Ressalva-se, também que se diante de uma relação de consumo, o Código de Defesa do Consumidor não exige a presença de força maior, mas apenas a ocorrência de um evento superveniente que onere o consumidor, imprevisível ou não. Agora quando a parte afetada é o fornecedor, perfeitamente aplicável é a teoria da imprevisão, desde que a relação original seja equilibrada.

Tem-se, portanto, que a pandemia da Covid-19 também fez eclodir uma pandemia da Força Maior, esta afeta aos contratos que poderão ser relativizados, flexibilizados e em último caso rescindidos a fim de se preservar o necessário equilíbrio entre estas relações.

E como este retorno ao equilíbrio poderá se manifestar? As opções são inúmeras e deverão ser tratadas de maneira harmônica e pensadas dentro do universo de cada modalidade de contrato, sendo que os casos mais comuns tenderão a ser: (i) revisão/afastamento de cláusulas penais; (ii) dilação de prazos para cumprimento da obrigação/entrega de coisa; (iii) moratória para pagamentos; (iv) revisão de valores etc.

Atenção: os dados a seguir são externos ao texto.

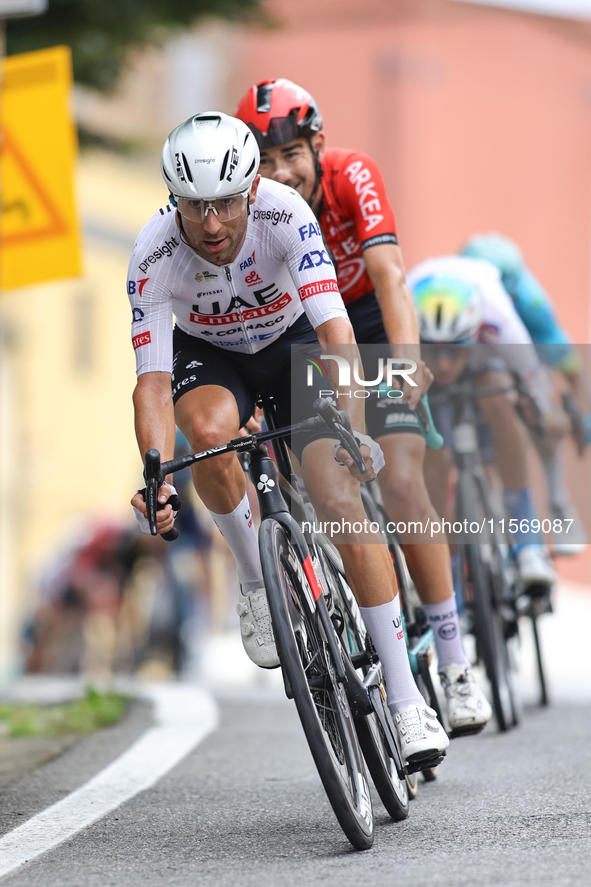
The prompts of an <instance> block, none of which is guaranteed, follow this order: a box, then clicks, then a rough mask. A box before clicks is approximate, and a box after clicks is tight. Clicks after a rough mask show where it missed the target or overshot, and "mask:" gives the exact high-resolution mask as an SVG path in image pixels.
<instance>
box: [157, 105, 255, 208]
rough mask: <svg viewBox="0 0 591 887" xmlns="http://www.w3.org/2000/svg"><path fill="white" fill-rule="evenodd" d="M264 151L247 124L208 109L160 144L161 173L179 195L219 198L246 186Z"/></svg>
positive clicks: (179, 129) (182, 127)
mask: <svg viewBox="0 0 591 887" xmlns="http://www.w3.org/2000/svg"><path fill="white" fill-rule="evenodd" d="M259 161H260V152H259V147H258V145H257V142H256V139H255V137H254V136H253V134H252V132H251V131H250V129H249V128H248V126H247V125H246V124H245V123H243V122H242V120H238V119H237V118H236V117H229V116H228V115H227V114H223V113H222V112H221V111H204V112H203V113H202V114H196V115H195V117H190V118H189V120H185V122H184V123H181V125H180V126H177V127H176V129H173V131H172V132H171V134H170V135H169V137H168V138H167V140H166V142H165V144H164V148H163V149H162V163H161V169H162V176H163V178H164V181H165V183H166V186H167V188H168V189H169V190H170V191H171V192H172V194H173V196H174V197H175V198H178V197H180V198H189V199H192V200H209V201H211V200H218V199H219V198H223V197H228V196H230V195H234V194H242V193H243V192H245V191H248V190H249V188H250V186H251V184H252V182H253V179H254V177H255V176H256V174H257V171H258V168H259Z"/></svg>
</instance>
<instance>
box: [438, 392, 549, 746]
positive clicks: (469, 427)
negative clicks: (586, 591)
mask: <svg viewBox="0 0 591 887" xmlns="http://www.w3.org/2000/svg"><path fill="white" fill-rule="evenodd" d="M512 391H517V392H518V393H519V395H520V396H521V397H525V398H526V399H527V401H528V404H527V409H528V410H529V415H530V416H531V417H533V418H531V419H530V421H533V422H534V423H537V422H538V420H539V417H538V415H537V412H536V410H535V404H534V403H533V402H532V399H531V397H530V396H529V393H528V392H527V391H526V390H525V389H524V388H523V386H521V385H519V384H515V385H514V386H511V387H506V386H505V387H501V386H497V387H483V388H476V386H475V385H474V383H473V381H471V380H463V381H459V382H457V383H454V384H451V385H447V386H445V388H444V389H443V390H442V391H441V392H440V393H437V394H433V395H432V396H431V402H432V403H433V404H437V403H447V404H450V405H451V408H452V413H453V422H452V436H451V438H452V439H451V450H452V454H453V458H454V462H455V465H456V467H457V469H458V480H457V484H456V499H455V511H454V523H457V522H459V523H460V524H461V525H463V526H468V525H472V524H473V523H476V524H478V526H479V527H480V528H481V532H480V541H479V542H477V543H475V542H468V543H465V544H457V545H456V552H457V555H458V559H459V570H458V574H459V578H460V586H461V588H460V590H461V597H462V605H463V607H464V611H465V614H466V616H467V618H468V630H469V631H470V632H471V633H472V634H473V635H474V637H475V639H476V652H477V657H478V659H479V660H480V661H481V662H482V663H483V665H484V668H485V672H486V676H487V678H488V681H489V684H490V688H491V697H492V703H493V710H494V713H495V720H496V722H497V726H498V728H499V730H500V731H505V730H508V729H510V728H511V727H513V726H516V725H517V723H518V721H519V703H518V699H517V695H516V691H515V688H514V680H513V675H514V671H515V664H514V663H515V657H514V655H513V650H512V642H513V640H514V639H516V638H517V636H518V632H519V625H518V620H519V617H520V616H526V617H528V618H529V619H530V621H531V625H532V631H533V635H534V642H535V650H536V664H537V671H538V678H539V684H540V701H541V703H542V704H547V702H548V696H547V690H546V678H545V672H544V665H543V657H542V650H541V645H540V639H539V633H538V625H537V620H538V618H539V616H540V615H542V613H544V612H548V610H549V603H548V596H547V589H546V588H544V589H532V590H530V591H529V592H528V594H527V595H524V594H523V589H522V587H521V583H520V579H519V574H518V571H517V570H516V568H515V564H514V560H513V558H512V556H511V549H510V542H511V538H510V534H509V532H508V530H509V522H508V521H507V522H505V521H504V520H503V516H502V514H501V513H500V512H499V509H498V508H497V507H496V505H495V502H494V499H493V497H492V495H491V493H490V490H489V485H488V482H487V478H486V475H485V471H484V467H483V463H482V458H481V454H480V445H479V441H478V434H477V426H478V424H479V423H481V422H482V420H481V418H480V417H479V414H478V410H477V402H478V400H479V399H481V398H484V397H492V396H495V395H499V394H507V393H509V392H512ZM466 521H467V524H466V523H465V522H466ZM542 592H544V593H542Z"/></svg>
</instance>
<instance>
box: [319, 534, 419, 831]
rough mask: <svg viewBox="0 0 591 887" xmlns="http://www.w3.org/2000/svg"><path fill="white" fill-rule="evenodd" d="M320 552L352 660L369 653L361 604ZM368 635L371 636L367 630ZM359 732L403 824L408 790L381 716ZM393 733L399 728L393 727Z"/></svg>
mask: <svg viewBox="0 0 591 887" xmlns="http://www.w3.org/2000/svg"><path fill="white" fill-rule="evenodd" d="M318 551H319V555H320V559H321V566H322V569H323V570H324V574H325V576H326V578H327V582H328V584H329V588H330V591H331V594H332V597H333V603H334V605H335V608H337V611H338V613H339V615H340V618H341V619H342V632H341V636H342V642H343V646H344V647H345V651H346V653H347V654H349V656H351V655H353V654H355V653H362V652H365V651H366V649H367V647H366V637H365V636H364V635H363V632H362V630H360V626H359V620H360V621H361V622H363V620H361V616H360V615H359V617H358V618H356V613H355V608H356V607H357V602H356V601H355V598H354V596H353V592H352V591H351V589H350V588H349V586H348V584H347V581H346V579H345V577H344V576H343V574H342V573H341V571H340V570H339V569H338V568H337V566H336V565H335V564H334V563H333V562H332V560H331V558H330V556H329V555H328V554H327V553H326V552H324V551H323V550H322V546H321V545H319V546H318ZM363 628H365V626H363ZM365 634H367V630H366V631H365ZM368 670H369V669H368V668H367V667H365V668H362V669H360V671H361V672H362V673H363V675H362V676H363V677H365V674H367V671H368ZM382 701H383V708H384V712H385V711H386V709H387V706H386V702H385V700H383V697H382ZM355 728H356V730H357V736H358V738H359V745H360V746H361V750H362V752H363V757H364V758H365V763H366V764H367V768H368V770H369V772H370V775H371V778H372V780H373V784H374V785H375V787H376V790H377V793H378V795H379V796H380V800H381V801H382V804H383V805H384V807H385V808H386V810H387V811H388V813H389V815H390V817H391V818H392V819H393V820H394V822H402V821H403V820H404V819H406V818H407V816H408V800H409V796H408V788H407V785H406V782H405V780H404V779H400V777H399V776H398V773H397V771H396V766H395V764H394V760H393V758H392V756H391V755H390V752H389V749H388V743H387V740H386V738H385V736H384V734H383V732H382V727H381V725H380V723H379V720H378V718H377V716H376V715H375V714H370V715H365V716H363V717H359V718H356V719H355ZM393 729H395V728H394V727H393Z"/></svg>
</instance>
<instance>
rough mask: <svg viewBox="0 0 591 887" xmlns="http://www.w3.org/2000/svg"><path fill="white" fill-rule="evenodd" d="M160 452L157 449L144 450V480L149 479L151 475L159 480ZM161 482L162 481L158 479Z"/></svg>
mask: <svg viewBox="0 0 591 887" xmlns="http://www.w3.org/2000/svg"><path fill="white" fill-rule="evenodd" d="M159 475H160V453H159V452H158V450H146V455H145V456H144V477H145V479H146V480H149V478H151V477H155V478H156V480H160V476H159ZM160 482H161V483H162V481H160Z"/></svg>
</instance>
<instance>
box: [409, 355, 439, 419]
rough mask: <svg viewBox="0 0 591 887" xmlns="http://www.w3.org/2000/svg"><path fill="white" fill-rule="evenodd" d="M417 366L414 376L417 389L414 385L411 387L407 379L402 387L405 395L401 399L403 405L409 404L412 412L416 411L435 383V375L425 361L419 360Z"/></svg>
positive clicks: (412, 374) (413, 374)
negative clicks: (423, 397) (430, 369)
mask: <svg viewBox="0 0 591 887" xmlns="http://www.w3.org/2000/svg"><path fill="white" fill-rule="evenodd" d="M416 364H417V368H416V370H415V372H414V373H413V374H412V380H413V382H416V383H417V384H416V387H415V386H414V385H409V383H408V382H407V381H406V379H405V380H404V382H403V384H402V386H401V388H402V395H403V396H402V398H401V400H402V403H407V404H408V406H409V407H410V409H411V410H414V409H416V406H417V404H418V402H419V400H420V399H421V397H423V395H424V394H426V393H427V391H428V390H429V388H430V387H431V383H432V381H433V373H432V372H431V370H430V369H429V367H428V366H427V364H426V363H425V361H424V360H417V361H416Z"/></svg>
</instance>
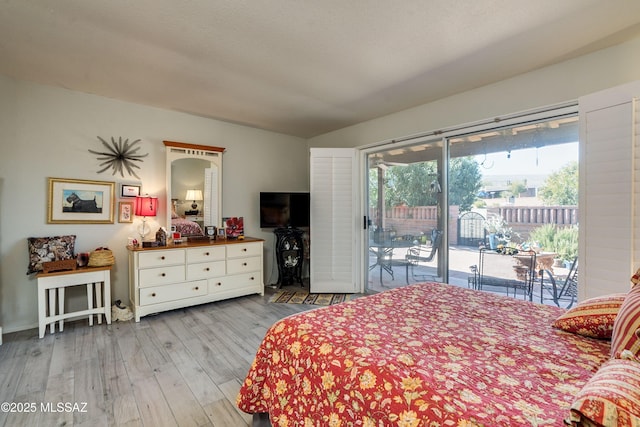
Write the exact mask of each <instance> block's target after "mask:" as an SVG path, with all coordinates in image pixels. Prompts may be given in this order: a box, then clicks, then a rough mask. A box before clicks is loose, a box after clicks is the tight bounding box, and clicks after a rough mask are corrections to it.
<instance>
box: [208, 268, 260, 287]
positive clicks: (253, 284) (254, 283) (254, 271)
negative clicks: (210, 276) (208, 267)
mask: <svg viewBox="0 0 640 427" xmlns="http://www.w3.org/2000/svg"><path fill="white" fill-rule="evenodd" d="M209 283H210V284H211V281H209ZM260 284H262V278H261V277H260V272H259V271H254V272H252V273H244V274H236V275H233V276H225V277H224V278H223V287H226V288H227V289H237V288H243V287H246V286H257V285H260ZM211 291H212V289H211V287H210V288H209V292H211Z"/></svg>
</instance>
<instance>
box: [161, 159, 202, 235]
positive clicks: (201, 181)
mask: <svg viewBox="0 0 640 427" xmlns="http://www.w3.org/2000/svg"><path fill="white" fill-rule="evenodd" d="M209 167H211V163H210V162H208V161H206V160H202V159H177V160H174V161H173V162H171V202H172V212H171V227H172V229H174V228H175V231H179V232H180V233H181V234H182V235H183V236H202V235H204V213H205V210H206V209H207V208H206V206H205V205H204V198H203V194H204V170H205V169H206V168H209Z"/></svg>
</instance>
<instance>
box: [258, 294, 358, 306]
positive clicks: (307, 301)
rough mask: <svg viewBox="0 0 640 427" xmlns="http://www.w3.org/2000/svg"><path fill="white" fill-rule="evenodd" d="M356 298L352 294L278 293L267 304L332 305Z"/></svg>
mask: <svg viewBox="0 0 640 427" xmlns="http://www.w3.org/2000/svg"><path fill="white" fill-rule="evenodd" d="M356 296H357V295H353V294H311V293H309V292H304V291H298V292H294V291H279V292H277V293H276V294H274V295H273V296H272V297H271V298H270V299H269V302H276V303H285V304H311V305H333V304H338V303H341V302H344V301H349V300H351V299H353V298H355V297H356Z"/></svg>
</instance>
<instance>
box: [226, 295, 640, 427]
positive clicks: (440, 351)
mask: <svg viewBox="0 0 640 427" xmlns="http://www.w3.org/2000/svg"><path fill="white" fill-rule="evenodd" d="M620 304H621V303H619V304H618V305H617V308H616V310H617V309H618V308H619V306H620ZM564 314H565V310H564V309H561V308H558V307H555V306H546V305H540V304H536V303H532V302H528V301H522V300H516V299H514V298H508V297H505V296H500V295H496V294H491V293H487V292H481V291H476V290H472V289H466V288H461V287H456V286H452V285H446V284H440V283H422V284H416V285H411V286H406V287H403V288H398V289H393V290H389V291H387V292H383V293H380V294H375V295H371V296H366V297H361V298H358V299H355V300H352V301H349V302H346V303H342V304H338V305H334V306H329V307H323V308H320V309H315V310H311V311H307V312H304V313H300V314H296V315H293V316H289V317H287V318H285V319H282V320H281V321H279V322H277V323H276V324H274V325H273V326H272V327H271V328H270V329H269V331H268V332H267V334H266V335H265V337H264V339H263V341H262V343H261V345H260V347H259V348H258V351H257V353H256V356H255V360H254V361H253V363H252V365H251V368H250V370H249V372H248V374H247V376H246V378H245V380H244V382H243V384H242V387H241V390H240V393H239V395H238V397H237V402H236V403H237V405H238V407H239V408H240V409H241V410H243V411H244V412H247V413H250V414H260V413H268V415H269V419H270V422H271V423H272V425H274V426H319V425H335V426H346V425H349V426H350V425H358V426H386V425H397V426H439V427H440V426H457V427H470V426H559V425H563V421H564V420H565V419H567V418H568V415H569V413H570V411H569V409H570V406H571V405H572V402H574V401H575V399H576V396H577V395H578V394H579V392H580V391H581V389H583V387H584V386H585V384H586V383H587V382H588V380H590V378H591V377H593V376H594V374H595V373H596V371H598V369H599V368H600V367H601V366H602V365H603V364H604V363H605V362H607V363H608V361H609V359H610V352H611V344H610V341H608V340H606V339H596V338H591V337H585V336H582V335H578V334H575V333H571V332H566V331H564V330H560V329H557V328H554V327H552V326H551V325H552V323H553V322H554V321H555V320H556V319H558V318H559V317H561V316H562V315H564ZM613 318H615V314H614V315H613V317H612V318H611V319H613ZM611 321H613V320H611ZM610 326H611V325H609V331H610V330H611V328H610ZM625 362H628V361H625ZM633 363H634V366H635V365H638V366H639V367H640V364H639V363H637V362H633ZM590 404H591V401H588V402H586V405H590ZM592 406H593V405H592ZM580 425H582V424H580ZM585 425H586V424H585ZM629 425H632V424H629ZM634 425H635V424H634Z"/></svg>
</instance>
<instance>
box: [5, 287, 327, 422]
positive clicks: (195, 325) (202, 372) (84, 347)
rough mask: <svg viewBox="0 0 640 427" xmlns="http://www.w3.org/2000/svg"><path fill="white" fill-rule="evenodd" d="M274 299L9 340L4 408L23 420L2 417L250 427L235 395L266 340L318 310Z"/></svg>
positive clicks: (241, 299)
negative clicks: (275, 334)
mask: <svg viewBox="0 0 640 427" xmlns="http://www.w3.org/2000/svg"><path fill="white" fill-rule="evenodd" d="M272 293H273V290H271V289H268V290H267V291H266V292H265V296H264V297H262V296H259V295H253V296H247V297H242V298H236V299H232V300H227V301H220V302H215V303H211V304H205V305H200V306H196V307H190V308H186V309H180V310H174V311H170V312H166V313H161V314H158V315H154V316H148V317H143V318H142V320H141V321H140V323H135V322H134V321H129V322H114V323H112V324H111V325H105V324H102V325H94V326H93V327H89V326H88V322H87V321H86V320H82V321H76V322H66V323H65V328H64V332H62V333H59V332H57V333H55V334H53V335H51V334H49V333H48V332H49V331H48V330H47V335H45V337H44V338H43V339H39V338H38V331H37V329H33V330H29V331H23V332H17V333H12V334H6V335H5V336H4V343H3V345H2V346H0V402H13V403H14V407H13V408H12V409H15V410H19V411H21V412H22V413H11V412H5V411H4V410H2V411H0V426H11V427H15V426H47V427H48V426H92V427H93V426H153V427H156V426H216V427H236V426H248V425H251V420H252V418H251V416H250V415H247V414H244V413H242V412H240V411H239V410H238V409H237V408H236V406H235V397H236V394H237V393H238V390H239V389H240V384H241V382H242V380H243V379H244V377H245V375H246V373H247V371H248V370H249V366H250V364H251V362H252V361H253V357H254V355H255V352H256V350H257V348H258V346H259V344H260V342H261V340H262V337H263V336H264V334H265V332H266V331H267V329H268V328H269V327H270V326H271V325H272V324H273V323H275V322H276V321H277V320H278V319H281V318H283V317H285V316H288V315H290V314H293V313H297V312H300V311H305V310H308V309H311V308H313V307H314V306H308V305H296V304H273V303H268V300H269V297H270V296H271V295H272ZM59 403H62V404H63V405H64V404H68V406H67V407H65V406H63V407H62V408H58V404H59ZM73 405H75V406H73ZM3 409H4V408H3ZM59 409H62V411H59ZM25 410H28V411H31V412H29V413H24V411H25Z"/></svg>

É importante frisar a necessidade de se agir com parcimônia, equilíbrio e, acima de tudo, solidariedade e lealdade neste cenário, não se podendo a parte prejudicada tratar o trágico cenário com oportunismo, tampouco a outra apenas preocupar-se com o proveito econômico da operação e enxergá-la como a oportunidade da sua vida.

Como costuma dizer minha esposa com a sabedoria que lhe é peculiar “entre 08 e 80 existem 72 possibilidades”, cabendo às partes o equilíbrio e discernimento necessários para melhor se chegar a um consenso, já que o distrato, em tempos de crise, é, certamente, o pior desfecho, seja ao ganancioso, seja ao oportunista, devendo a boa-fé ser uma importante baliza em tempos de crise.